I hate headlines like this. Biggest leak in history? Come on.

Here’s where the reaction comes from:

Someone just posted what experts say is the source code for a core component of the iPhone’s operating system on GitHub, which could pave the way for hackers and security researchers to find vulnerabilities in iOS and make iPhone jailbreaks easier to achieve.

The GitHub code is labeled “iBoot,” which is the part of iOS that is responsible for ensuring a trusted boot of the operating system. In other words, it’s the program that loads iOS, the very first process that runs when you turn on your iPhone. It loads and verifies the kernel is properly signed by Apple and then executes it—it’s like the iPhone’s BIOS.

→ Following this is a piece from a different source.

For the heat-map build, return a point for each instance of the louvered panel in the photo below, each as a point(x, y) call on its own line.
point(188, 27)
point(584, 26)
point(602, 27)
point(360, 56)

This is true. It’s also true that Apple filed a copyright takedown and GitHub removed the post. But that’s a side note. Important, but a side note.

Buried down in the Motherboard article is this nugget:

This source code first surfaced last year, posted by a Reddit user called “apple_internals” on the Jailbreak subreddit.

This has been known about for some time. It’s iOS 9 source code and, while it’s likely true that some of that source code remains in iOS 11, Apple has known about this for long enough that they’ve certainly made any necessary changes to limit their exposure. I’d suggest that this GitHub publication had more value to the original poster and to Motherboard than to the anyone trying to hack the current version of iBoot.

And that said, I hope I’m right about this.